Pentas budaya digelar di Teater Besar Taman Ismail Marzuki, Jakarta Pusat. Sutradara Teguh Kenthus Ampiranto mengemas pertunjukan itu dengan pendekatan seni rakyat, ketoprak. Sejumlah seniman peran dan pesohor seperti Butet Kartaredjasa, Titiek Puspa, dan Bambang Pamungkas dilibatkan sebagai aktor pendukung acara.
Ketua PDIP Megawati Soekarnoputri mengisi kursi bagian tengah. Ia didampingi Menteri Koordinator Pemberdayaan Manusia dan Kebudayaan Puan Maharani, Sekretaris Jenderal PDIP Hasto Kristiyanto, dan Menteri Sekretaris Negara Pramono Anung.
Aksi panggung diawali adegan saat Raja Singosari, Prabu Kertanegara, dilanda aksi kudeta Jayakatwang. Singgasananya runtuh saat itu. Anaknya, Tribuana, dan menantunya, Raden Wijaya, menyusun strategi mengembalikan kekuasaan dengan memanfaatkan bantuan pasukan Mongol. Jayakatwang berhasil mereka tumbangkan, maka berdirilah Kerajaan Majapahit.

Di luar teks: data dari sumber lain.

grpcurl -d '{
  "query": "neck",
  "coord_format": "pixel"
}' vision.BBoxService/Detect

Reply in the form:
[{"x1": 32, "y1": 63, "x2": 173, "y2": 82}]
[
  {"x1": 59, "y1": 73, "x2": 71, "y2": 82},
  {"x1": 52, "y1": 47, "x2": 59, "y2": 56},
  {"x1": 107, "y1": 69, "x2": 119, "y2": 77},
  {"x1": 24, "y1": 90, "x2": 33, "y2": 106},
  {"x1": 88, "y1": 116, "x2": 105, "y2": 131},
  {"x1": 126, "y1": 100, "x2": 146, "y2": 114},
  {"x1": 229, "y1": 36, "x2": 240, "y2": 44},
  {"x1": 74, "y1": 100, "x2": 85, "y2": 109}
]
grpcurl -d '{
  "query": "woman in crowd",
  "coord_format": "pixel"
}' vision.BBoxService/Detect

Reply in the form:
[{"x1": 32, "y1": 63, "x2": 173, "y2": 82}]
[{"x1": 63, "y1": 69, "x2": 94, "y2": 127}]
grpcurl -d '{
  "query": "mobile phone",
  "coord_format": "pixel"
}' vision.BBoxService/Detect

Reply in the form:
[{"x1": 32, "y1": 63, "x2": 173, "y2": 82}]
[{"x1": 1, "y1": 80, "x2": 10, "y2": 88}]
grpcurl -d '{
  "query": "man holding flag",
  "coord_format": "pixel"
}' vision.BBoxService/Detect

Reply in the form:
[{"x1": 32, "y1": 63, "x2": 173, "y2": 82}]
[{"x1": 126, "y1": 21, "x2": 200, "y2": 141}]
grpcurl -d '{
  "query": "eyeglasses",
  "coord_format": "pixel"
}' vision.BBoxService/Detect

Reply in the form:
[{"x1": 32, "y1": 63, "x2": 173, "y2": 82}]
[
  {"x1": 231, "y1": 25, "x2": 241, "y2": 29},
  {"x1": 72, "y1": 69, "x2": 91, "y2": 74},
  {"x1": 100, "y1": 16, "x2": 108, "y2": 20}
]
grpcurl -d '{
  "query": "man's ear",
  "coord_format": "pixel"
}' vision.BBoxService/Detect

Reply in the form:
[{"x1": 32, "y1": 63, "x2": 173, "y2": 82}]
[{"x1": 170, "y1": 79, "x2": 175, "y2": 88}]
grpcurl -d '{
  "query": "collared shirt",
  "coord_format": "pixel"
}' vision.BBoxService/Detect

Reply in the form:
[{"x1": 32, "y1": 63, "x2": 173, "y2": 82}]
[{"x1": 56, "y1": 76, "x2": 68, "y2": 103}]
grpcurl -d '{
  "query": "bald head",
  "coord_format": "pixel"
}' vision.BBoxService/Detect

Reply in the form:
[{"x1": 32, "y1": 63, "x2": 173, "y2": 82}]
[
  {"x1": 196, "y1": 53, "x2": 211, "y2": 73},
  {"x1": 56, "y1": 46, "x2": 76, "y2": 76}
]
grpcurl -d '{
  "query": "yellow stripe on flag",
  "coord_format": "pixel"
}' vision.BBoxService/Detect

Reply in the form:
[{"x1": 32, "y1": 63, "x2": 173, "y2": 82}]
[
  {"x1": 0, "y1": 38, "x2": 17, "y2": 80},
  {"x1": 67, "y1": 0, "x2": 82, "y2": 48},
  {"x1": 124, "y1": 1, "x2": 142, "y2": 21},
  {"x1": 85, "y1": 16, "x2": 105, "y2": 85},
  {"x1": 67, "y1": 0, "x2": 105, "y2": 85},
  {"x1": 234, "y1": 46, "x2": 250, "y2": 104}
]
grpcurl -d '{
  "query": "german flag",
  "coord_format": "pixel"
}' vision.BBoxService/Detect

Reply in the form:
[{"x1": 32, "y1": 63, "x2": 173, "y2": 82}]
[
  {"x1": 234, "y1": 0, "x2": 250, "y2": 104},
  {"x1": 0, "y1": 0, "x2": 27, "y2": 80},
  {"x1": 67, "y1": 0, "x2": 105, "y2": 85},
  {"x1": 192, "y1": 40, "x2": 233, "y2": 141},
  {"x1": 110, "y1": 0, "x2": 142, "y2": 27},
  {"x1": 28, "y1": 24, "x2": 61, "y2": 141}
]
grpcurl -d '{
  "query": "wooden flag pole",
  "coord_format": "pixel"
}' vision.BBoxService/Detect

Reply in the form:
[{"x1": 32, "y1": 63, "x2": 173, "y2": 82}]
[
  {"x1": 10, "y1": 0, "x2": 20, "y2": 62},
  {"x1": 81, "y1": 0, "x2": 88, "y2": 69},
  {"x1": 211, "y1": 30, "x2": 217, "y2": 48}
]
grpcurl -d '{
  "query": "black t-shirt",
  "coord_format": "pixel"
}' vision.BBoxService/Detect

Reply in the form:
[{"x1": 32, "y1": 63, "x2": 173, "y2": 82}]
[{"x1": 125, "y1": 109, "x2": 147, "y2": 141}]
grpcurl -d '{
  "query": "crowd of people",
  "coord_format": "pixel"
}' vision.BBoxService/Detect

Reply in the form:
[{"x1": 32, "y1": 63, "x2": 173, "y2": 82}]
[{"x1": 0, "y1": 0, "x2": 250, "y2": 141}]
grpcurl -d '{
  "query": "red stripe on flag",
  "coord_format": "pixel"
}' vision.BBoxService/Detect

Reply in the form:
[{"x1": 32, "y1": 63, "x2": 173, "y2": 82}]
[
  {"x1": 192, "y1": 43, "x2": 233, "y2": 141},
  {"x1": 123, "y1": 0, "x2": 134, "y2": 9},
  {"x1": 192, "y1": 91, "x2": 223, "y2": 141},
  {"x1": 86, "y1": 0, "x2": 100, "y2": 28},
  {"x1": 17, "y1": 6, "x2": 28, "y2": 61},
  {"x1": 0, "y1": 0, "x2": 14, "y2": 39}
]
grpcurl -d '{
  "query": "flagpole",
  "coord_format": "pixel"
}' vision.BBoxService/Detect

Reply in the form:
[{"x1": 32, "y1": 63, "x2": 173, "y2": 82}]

Di puncak kekuasaannya, Raden Wijaya kembali diterpa badai politik dari orang-orang kepercayaannya. Begitupun saat Majapahit diwariskan kepada anaknya, Jayanegara. Kekuasaan yang berakhir dengan aksi saling bunuh itu baru stabil setelah Majapahit dipimpin Tribuana Tungga Dewi dengan kawalan Mahapatih Gadjah Mada. Sejak itu, terpatri ikrar menyatukan Nusantara.
Meski banyak disuguhi adegan mencekam, narasi sejarah itu terasa ringan dan menghibur. Para penonton sesekali disuguhi percakapan situasi politik nasional dengan guyonan segar seperti pencatutan nama Presiden Joko Widodo oleh Ketua DPR Setya Novanto terkait dengan perpanjangan kontrak PT Freeport. Setya duduk sederet dengan Megawati yang hanya tersenyum kecut.
Megawati menjelaskan, pentas budaya kali ini merupakan cermin sejarah yang menggambarkan pergulatan politik di masa lalu. Peralihan kekuasaan kala itu kerap mempertontonkan pertempuran. "Ini kan sebuah pergumulan. Kalau untuk bangsa dan negara pasti selalu ada solusinya. Dan solusi akhirnya selalu membawa kebaikan," katanya.